The parents of Annie McCann, the young Virginia girl who disappeared from her suburban Washington home four years ago and was found dead in Baltimore, say there is a "significant new investigative lead" in the case.
Mary Jane and Daniel McCann plan to discuss the information at a news conference on Thursday in Washington. In a statement, the long-grieving parents say they held a "promising meeting" with the new head of the Baltimore Police Department's homicide unit.
Annie, who was 16, left her home in Alexandria, Va., in November 2008 and was found dead near a trash bin in the Perkins Homes public housing complex in Southeast Baltimore. An autopsy determined that Annie had died from a lethal dose of lidocaine from a bottle of Bactine, and police said the death appeared to be a suicide. The state medical examiner ruled the cause of her death undetermined.
Her parents have spent years pushing city police to reopen their investigation, convinced their daughter was murdered. The parents have threatened to sue city police, calling the investigation lazy, held news conferences, put up billboards and hired private investigators.
Daniel McCann said on Wednesday that he met with the city's new homicide commander, Lt. Col. Garnell Green. "He's a nice guy," McCann said, adding that the commander did not make any promises about the investigation.

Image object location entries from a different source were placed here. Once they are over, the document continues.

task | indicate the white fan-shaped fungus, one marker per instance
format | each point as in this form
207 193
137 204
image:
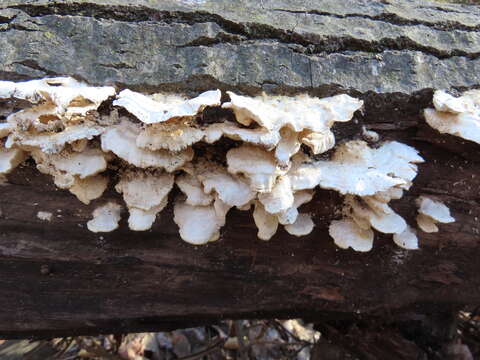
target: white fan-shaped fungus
145 196
193 189
89 188
121 140
406 239
162 108
63 127
266 223
258 165
456 116
10 159
198 224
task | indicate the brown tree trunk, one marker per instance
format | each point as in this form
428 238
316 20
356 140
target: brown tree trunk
59 279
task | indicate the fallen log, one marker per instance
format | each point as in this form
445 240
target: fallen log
59 279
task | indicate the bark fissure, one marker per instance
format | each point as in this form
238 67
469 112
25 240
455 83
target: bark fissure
389 18
248 31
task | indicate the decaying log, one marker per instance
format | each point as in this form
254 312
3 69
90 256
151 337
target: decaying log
57 278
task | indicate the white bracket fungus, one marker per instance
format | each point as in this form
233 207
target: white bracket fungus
456 116
69 139
431 212
145 196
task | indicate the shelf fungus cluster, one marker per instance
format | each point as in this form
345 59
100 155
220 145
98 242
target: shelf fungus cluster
150 144
459 116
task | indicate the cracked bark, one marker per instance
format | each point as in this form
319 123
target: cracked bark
127 281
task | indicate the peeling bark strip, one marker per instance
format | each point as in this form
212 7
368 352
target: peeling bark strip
124 281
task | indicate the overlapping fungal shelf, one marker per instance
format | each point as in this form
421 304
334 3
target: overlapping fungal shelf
459 116
267 169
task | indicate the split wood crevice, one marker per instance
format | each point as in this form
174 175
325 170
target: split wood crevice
58 279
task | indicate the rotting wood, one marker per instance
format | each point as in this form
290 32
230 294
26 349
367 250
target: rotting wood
57 278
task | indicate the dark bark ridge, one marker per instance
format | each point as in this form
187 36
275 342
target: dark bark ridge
58 278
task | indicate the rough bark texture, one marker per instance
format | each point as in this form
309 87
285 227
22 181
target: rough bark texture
58 278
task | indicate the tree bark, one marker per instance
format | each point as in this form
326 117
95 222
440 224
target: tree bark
58 278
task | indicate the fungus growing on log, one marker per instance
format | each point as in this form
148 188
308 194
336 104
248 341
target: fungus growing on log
456 116
155 145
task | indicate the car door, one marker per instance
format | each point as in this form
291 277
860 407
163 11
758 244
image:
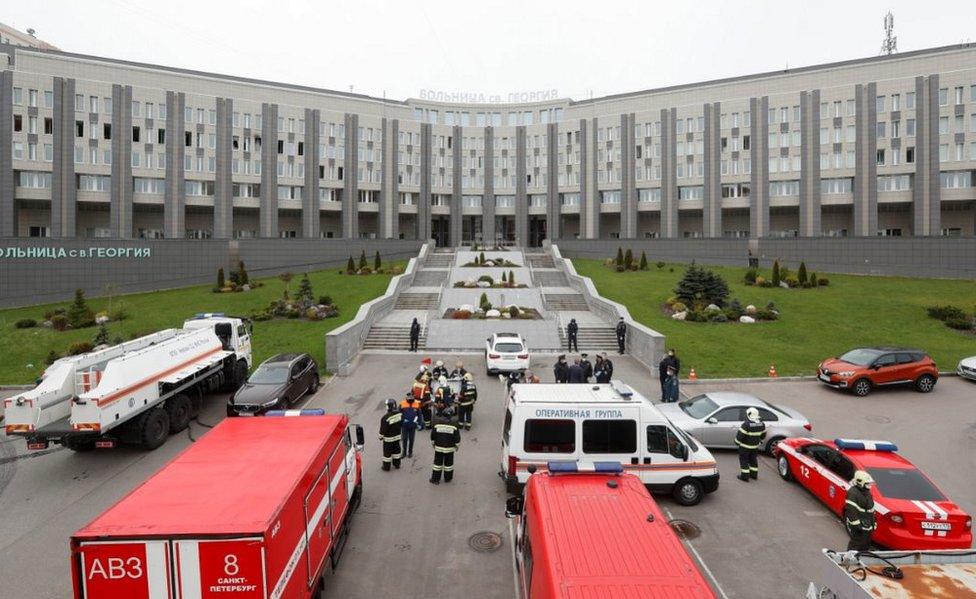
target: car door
720 428
885 369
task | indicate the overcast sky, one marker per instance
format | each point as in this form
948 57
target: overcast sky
492 46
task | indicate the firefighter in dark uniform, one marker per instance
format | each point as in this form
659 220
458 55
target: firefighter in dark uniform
445 436
748 440
859 512
468 395
390 435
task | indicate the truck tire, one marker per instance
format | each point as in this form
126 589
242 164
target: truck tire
179 411
153 427
79 445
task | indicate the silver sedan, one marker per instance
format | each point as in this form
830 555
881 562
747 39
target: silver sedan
713 418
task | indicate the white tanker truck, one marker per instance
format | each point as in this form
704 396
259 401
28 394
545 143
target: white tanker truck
137 392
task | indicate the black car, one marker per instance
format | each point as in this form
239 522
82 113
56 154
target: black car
277 384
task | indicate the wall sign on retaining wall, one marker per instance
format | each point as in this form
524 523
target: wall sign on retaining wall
95 253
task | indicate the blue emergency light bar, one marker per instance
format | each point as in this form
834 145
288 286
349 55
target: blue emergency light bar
305 412
573 467
865 445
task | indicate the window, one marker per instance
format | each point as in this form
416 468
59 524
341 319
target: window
609 436
549 436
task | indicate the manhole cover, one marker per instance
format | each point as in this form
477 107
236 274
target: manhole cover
485 541
685 529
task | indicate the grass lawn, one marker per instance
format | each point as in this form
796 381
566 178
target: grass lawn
814 323
148 312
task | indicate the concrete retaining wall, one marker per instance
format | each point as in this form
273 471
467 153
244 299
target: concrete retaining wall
34 271
643 343
344 343
936 257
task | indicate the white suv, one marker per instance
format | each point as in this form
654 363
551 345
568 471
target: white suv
506 352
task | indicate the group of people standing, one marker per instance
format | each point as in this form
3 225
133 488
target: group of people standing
438 400
582 370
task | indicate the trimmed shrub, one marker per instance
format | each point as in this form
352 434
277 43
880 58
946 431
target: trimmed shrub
946 313
960 324
79 314
79 347
702 286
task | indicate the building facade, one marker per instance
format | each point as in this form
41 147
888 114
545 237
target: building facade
101 148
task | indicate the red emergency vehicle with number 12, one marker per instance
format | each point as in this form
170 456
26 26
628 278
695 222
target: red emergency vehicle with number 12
254 509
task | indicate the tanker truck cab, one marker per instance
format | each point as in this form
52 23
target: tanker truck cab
606 423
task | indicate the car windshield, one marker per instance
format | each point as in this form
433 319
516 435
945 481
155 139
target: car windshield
905 483
861 357
269 374
698 407
509 348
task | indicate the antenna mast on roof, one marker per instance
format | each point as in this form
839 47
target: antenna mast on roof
890 44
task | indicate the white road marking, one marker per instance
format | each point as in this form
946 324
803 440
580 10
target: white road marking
701 561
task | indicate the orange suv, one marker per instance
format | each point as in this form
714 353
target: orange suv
865 368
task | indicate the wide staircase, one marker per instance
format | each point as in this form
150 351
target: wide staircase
565 302
592 338
417 301
392 337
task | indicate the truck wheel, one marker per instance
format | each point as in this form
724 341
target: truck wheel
178 410
688 491
153 426
79 445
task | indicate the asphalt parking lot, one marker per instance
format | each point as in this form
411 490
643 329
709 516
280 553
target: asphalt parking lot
411 538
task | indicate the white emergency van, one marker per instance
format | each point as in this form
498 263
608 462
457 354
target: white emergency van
602 422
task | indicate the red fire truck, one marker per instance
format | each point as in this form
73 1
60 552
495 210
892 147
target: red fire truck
589 531
255 509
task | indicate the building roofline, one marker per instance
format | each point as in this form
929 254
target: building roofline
13 49
182 71
769 74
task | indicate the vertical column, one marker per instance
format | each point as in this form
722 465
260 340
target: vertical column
810 164
350 192
592 205
933 201
628 188
759 157
311 206
669 181
173 206
585 193
391 178
553 209
521 197
268 212
866 167
456 190
712 206
223 179
120 208
488 202
63 188
423 208
8 209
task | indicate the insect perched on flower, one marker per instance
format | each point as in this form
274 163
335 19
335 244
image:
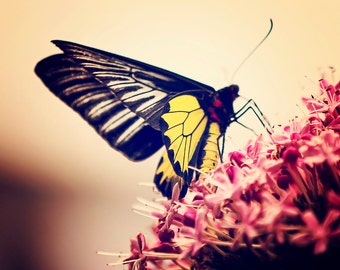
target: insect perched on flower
137 108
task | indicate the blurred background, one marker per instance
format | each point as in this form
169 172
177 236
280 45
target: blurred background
64 193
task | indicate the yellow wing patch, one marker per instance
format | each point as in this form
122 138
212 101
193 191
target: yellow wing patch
166 178
184 125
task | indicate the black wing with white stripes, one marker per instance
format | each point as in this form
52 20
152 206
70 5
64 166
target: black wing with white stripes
121 98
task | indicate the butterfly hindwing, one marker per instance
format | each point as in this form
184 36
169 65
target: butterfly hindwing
184 124
166 178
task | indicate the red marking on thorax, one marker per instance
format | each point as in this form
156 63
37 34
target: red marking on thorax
213 114
217 103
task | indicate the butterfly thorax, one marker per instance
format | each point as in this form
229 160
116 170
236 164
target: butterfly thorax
221 108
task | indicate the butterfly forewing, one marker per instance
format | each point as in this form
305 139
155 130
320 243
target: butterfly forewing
137 108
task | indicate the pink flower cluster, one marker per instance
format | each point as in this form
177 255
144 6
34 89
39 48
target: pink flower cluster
282 192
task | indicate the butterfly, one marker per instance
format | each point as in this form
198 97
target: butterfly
139 108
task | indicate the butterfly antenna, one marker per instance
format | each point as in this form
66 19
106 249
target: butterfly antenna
258 45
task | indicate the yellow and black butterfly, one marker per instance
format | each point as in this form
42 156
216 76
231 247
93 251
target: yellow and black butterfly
137 108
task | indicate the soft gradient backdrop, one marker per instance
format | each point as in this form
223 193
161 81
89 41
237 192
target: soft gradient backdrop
64 193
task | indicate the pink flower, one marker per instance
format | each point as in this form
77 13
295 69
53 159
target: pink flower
318 233
319 149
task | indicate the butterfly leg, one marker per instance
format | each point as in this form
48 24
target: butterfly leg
252 106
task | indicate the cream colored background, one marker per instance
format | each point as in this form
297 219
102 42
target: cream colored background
65 192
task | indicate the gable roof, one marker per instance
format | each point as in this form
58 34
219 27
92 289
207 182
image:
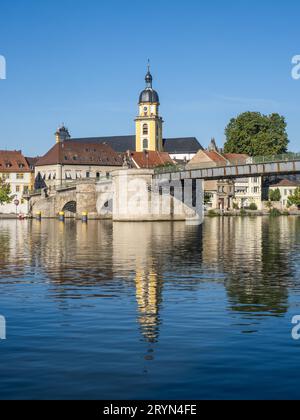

"We still have hope," McCann said.
Anthony Guglielmi, the Baltimore Police Department's chief spokesman, confirmed the meeting between Green and the McCanns but said nothing has changed. "Absent any new evidence, the case remains an open investigation," the spokesman said.
Police have said in the past that while the case remains open, authorities continue to believe that Annie committed suicide and that detectives are not actively pursing other leads.
In November of last year, a man who had taken Annie's car shortly before her body was found was charged with killing a Northeast Baltimore woman. The McCanns have always believed that teen and others involved with taking the car knew more than they told police about Annie, and hoped that detectives might use the new charges as leverage.